Make no mistake: Kid Rock’s songwriting has only rarely soared above average. His career was launched with a rap-metal guilty pleasure in “Bawitdaba” and peaked sometime during 2008 after his butchery of Lynyrd Skynyrd’s “Sweet Home Alabama” forged the execrable “All Summer Long.” Upon learning that Born Free, the Detroit rapper-cum-rockabilly’s eighth studio effort, would lean uniformly toward the campfire melodies of the latter, it seems as though this could be the final nail in the coffin for Rock’s self-aggrandizing pimp persona. Of course, true to his track record, Rock’s lyrics still manage to reek of bogus angst while his music is watered down to appeal to the lowest common denominator.
This is an album riddled with clichés and fraught with unconvincing cries of rebellion, where he rewrites his younger years (which, going by his first LP, you could have sworn was neck-deep in Michigan’s underground hip-hop scene) to fit his newfound rockabilly image.

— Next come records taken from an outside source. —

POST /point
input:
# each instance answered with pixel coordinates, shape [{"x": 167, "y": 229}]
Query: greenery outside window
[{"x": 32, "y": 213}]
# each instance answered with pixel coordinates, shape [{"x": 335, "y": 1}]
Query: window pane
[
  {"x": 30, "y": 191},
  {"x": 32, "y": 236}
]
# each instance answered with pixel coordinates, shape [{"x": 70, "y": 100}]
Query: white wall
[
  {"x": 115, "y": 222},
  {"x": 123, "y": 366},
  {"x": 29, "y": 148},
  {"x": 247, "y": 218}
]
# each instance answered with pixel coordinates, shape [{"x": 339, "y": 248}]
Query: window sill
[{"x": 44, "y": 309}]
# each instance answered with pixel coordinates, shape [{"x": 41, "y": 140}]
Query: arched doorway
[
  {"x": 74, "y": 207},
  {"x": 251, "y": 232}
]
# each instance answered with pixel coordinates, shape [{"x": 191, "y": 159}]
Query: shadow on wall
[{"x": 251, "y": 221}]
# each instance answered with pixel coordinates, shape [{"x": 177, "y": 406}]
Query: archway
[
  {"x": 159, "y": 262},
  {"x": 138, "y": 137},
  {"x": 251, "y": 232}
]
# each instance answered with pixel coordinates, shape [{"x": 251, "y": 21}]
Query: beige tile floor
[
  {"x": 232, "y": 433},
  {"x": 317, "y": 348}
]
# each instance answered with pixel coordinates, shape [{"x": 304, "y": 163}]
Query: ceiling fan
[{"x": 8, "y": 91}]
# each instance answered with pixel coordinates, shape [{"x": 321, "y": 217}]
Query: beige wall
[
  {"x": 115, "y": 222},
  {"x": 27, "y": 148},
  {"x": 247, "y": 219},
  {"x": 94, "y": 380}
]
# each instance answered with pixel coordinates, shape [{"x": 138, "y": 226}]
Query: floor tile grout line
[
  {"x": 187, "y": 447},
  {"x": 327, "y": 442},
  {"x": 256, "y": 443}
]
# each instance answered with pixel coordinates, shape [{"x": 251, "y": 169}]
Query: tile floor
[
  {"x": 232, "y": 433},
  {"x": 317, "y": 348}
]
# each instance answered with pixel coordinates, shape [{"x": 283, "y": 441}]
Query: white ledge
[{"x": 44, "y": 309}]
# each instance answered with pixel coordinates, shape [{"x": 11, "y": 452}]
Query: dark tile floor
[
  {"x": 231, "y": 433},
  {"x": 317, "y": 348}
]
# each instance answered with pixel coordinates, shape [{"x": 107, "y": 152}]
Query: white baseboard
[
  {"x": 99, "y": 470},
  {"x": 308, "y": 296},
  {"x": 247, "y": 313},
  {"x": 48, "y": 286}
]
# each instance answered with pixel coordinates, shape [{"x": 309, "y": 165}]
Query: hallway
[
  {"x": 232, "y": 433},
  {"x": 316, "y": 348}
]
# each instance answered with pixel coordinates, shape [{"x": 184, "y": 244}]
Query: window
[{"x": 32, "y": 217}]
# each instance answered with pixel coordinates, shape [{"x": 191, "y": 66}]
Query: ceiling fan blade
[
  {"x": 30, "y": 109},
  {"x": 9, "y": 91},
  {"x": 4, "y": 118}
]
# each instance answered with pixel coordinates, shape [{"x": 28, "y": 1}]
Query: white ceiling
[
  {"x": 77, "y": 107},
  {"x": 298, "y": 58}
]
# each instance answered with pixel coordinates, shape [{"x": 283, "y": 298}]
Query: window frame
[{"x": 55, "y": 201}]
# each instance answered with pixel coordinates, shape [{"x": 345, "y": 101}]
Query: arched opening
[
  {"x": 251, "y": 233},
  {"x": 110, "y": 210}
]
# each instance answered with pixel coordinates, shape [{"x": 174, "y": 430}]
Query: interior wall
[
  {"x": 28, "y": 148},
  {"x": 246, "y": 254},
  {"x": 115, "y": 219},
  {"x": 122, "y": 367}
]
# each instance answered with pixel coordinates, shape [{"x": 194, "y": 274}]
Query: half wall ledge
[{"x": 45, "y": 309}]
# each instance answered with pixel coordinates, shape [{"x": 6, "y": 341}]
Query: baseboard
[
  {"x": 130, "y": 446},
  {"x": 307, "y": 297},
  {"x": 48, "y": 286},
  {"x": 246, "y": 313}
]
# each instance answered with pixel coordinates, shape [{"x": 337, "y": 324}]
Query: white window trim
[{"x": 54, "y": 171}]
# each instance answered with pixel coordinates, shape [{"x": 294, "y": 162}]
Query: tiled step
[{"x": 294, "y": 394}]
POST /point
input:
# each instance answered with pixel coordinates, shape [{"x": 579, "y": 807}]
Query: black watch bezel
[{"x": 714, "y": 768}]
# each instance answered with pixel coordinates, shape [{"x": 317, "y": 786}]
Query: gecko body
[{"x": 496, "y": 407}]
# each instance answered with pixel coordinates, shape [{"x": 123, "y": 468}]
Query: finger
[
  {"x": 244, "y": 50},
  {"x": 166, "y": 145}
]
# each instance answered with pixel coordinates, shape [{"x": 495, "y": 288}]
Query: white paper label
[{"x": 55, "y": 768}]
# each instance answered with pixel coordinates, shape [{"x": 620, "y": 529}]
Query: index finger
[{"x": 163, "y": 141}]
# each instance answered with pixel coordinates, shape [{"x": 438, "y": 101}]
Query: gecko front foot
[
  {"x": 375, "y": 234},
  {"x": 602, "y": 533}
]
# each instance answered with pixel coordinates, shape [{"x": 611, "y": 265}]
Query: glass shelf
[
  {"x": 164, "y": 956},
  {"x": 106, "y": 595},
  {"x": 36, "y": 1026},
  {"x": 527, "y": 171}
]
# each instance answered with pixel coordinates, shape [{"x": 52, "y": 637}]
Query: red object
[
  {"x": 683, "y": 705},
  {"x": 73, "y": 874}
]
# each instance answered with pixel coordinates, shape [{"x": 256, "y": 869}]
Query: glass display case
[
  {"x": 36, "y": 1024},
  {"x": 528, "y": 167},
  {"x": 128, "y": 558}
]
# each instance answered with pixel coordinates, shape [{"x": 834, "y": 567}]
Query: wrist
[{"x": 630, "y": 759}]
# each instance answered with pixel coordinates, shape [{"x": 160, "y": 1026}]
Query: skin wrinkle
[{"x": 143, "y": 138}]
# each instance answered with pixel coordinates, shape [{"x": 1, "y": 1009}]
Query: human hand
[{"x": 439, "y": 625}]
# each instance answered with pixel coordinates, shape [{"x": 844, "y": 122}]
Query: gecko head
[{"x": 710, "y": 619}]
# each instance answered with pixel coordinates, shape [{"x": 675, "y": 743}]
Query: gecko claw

On “When It Rains,” Rock sings about being 17 and “hanging out by the river bend, singing our favorite songs,” though history tells us he was “cruising through town…scoping for a big butt slut” to “suck [his] dick and put [his] balls in her mouth.” Born Free is an overt attempt to curtail the rowdy sexist image and present a more affable Kid Rock to the record-buying public, so it’s no coincidence that this is the singer’s first album not to bear a parental advisory sticker.
Regardless of the album’s agenda, though, the songwriting is poor: “God Bless Saturday” has Rock lamely talking us through a nine-to-five working week and celebrating the weekend, while “Times Like These” is a soppy love letter to his hometown in which he expresses his affinity for Detroit’s rivers, forests, and churches. Born Free desperately panders to all of country music’s traditional staples and themes, but fails to land a memorable couplet throughout its hackneyed hour.
It’s not so much the shift in style that hampers Born Free, but rather the trite subject matter and gormless storytelling that Rock so keenly adopts. Granted, Rock hasn’t got much of interest to say, but the one saving grace about his transformation is his vocals. He barks his lines through an endearingly raspy set of lungs with an everyman’s charm, and sounds so accomplished you could argue his performances here ranks above anything he’s done before.